Extra Curricular Activities:
7-8th Grade Academic Team
Sponsor: Karen Steltenpohl
6th Grade Academic Team
Sponsor: Karen Steltenpohl
4-5th Grade Academic Team
Sponsor: Lizanne Hunter
Sponsor: Jan Broyles
Junior Great Books
Junior Great Books helps students develop the capacity to gain a deeper understanding of what they read, so that ultimately they become better thinkers. Through careful reading and spirited discussion, students learn to respect and value their ideas and the ideas of others. Parent volunteers, who have been trained in the shared inquiry method of learning, lead the discussions offered to all students at Anchorage. In shared inquiry, leaders ask probing questions about the stories students have read. Students answer with their own interpretations, supporting their ideas with evidence from the text. Sponsor: Stephanie Liford
Junior Achievement’s purpose is to educate and inspire young people to value free enterprise, business and economics and to improve the quality of their lives. In the program, students learn concepts and skills at each level that build upon those taught at previous grades. Each grade level theme is presented by a volunteer from the school or community. The program shows students the relevance of their education to the workplace, as well as prepares them for lifelong learning. Sponsor: Stephanie Liford
Gifted and Talented
The Anchorage Independent Board of Education believes that all children and youth should be provided with educational services that allow them to develop to their maximum potential. Gifted children and youth exist in all levels of society regardless of sex, race, socioeconomic background, ethnic origin, or disability. They should be identified by their outstanding intellectual, academic, creative, leadership and visual and performing arts abilities and be provided with educational experiences commensurate with these abilities.

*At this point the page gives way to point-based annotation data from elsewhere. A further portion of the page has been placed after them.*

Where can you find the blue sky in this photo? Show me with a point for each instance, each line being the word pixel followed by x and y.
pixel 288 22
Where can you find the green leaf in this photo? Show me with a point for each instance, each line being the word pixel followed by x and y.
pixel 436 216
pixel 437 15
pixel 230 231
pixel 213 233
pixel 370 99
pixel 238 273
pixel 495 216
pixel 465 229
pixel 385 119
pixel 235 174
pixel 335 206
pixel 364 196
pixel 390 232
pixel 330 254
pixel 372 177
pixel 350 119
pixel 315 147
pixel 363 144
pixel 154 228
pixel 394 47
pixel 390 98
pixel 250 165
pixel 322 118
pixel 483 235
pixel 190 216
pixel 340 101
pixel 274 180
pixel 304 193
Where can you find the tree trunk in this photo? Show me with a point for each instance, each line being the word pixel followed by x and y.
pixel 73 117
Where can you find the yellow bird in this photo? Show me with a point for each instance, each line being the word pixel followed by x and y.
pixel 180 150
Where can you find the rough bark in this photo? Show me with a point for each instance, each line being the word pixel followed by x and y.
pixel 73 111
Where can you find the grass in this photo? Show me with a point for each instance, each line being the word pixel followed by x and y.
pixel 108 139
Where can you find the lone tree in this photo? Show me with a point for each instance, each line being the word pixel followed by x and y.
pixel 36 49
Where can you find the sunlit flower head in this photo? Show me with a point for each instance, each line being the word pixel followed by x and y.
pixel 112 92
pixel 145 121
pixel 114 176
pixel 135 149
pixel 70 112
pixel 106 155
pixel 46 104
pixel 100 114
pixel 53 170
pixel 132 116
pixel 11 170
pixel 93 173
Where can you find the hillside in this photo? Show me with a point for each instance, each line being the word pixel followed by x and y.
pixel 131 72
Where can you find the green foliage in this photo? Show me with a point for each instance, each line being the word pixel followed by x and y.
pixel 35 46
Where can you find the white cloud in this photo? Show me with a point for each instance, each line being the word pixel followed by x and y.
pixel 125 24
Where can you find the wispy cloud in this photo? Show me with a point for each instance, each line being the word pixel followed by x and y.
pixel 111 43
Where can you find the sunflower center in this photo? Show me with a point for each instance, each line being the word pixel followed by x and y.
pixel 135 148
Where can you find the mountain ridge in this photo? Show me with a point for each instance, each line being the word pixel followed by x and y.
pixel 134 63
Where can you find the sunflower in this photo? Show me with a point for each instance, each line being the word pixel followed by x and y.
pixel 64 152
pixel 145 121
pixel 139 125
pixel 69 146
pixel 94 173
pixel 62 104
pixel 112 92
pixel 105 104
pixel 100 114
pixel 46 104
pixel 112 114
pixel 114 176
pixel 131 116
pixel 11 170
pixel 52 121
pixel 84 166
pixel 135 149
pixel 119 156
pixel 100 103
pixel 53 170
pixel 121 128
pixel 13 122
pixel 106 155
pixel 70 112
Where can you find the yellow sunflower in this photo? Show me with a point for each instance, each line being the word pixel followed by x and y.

Gifted children and youth are a unique segment of Anchorage Independent School’s population who, because of their abilities and/or capabilities for advanced achievement, may need educational opportunities different from those available through the regular school program to realize their potential.
Therefore, in order to meet the needs of gifted children, services are designed to provide multidimensional and appropriate learning experiences. The curriculum should consist of challenging, diverse, and qualitatively differentiated experiences conducted in an environment that addresses the academic, psychological, and social needs of these students.
This philosophy embraces 704 KAR 3:285 – Programs for the Gifted and Talented. The regulation, relating to several Kentucky statutes, requires each district to adopt policies and procedures that provide for identification of strengths, gifted behaviors and talents of students in kindergarten through grade twelve.
These students are ones who possess demonstrated potential ability in one of the following areas:
- general intellectual ability
- specific academic aptitude (math, science, social studies, language/reading)
- creativity or divergent thinking
- leadership skills
- visual and performing arts
How are students identified?
General intellectual ability is determined by the student’s score on the Cognitive Aptitude Test (CogAT) given usually in late April of the 3rd grade year. A composite score at the 96th percentile level of verbal, nonverbal, and quantitative test batteries required. Further, a recommendation form from the teacher is required. At least 80% of the items on the recommendation checklist must be identified by the teacher.
Specific academic aptitude is determined student’s score on the Iowa Test of Basic Skills (ITBS) given usually in late August of the 4th grade year. The student must score at the 96th percentile in any given academic area. Further, a recommendation form from the teacher is required. At least 80% of the items on the recommendation checklist must be identified by the teacher.
Other than the ITBS, students may be identified by scoring at the 96th percentile or above in science or social studies on the Kentucky Performance Rating for Educational Progress (K-PREP) administered usually in mid-May. Fifth and 8th graders are administered the test covering social studies while 4th and 7th graders take the science assessment.
Creative/divergent thinking, leadership skills, and visual and performing arts are based upon recommendations by the teacher. Individuals from outside the school community may also provide recommendations. For example, a director of the Humane Society may recommend a student for leadership potential if they demonstrate this trait by volunteering and leading initiatives at the animal shelter. A private piano teacher may recommend a student for performing arts due to their prowess as a pianist.
Parents are notified regarding their child’s scores on the assessments identified above at the beginning of each school year or as the various assessment results are returned to the school. This notification is usually a copy of their child’s results on the assessment taken. The teacher recommendation checklist must also have 80% of the items checked in order for the parent to be notified their child is eligible for the gifted/talented program.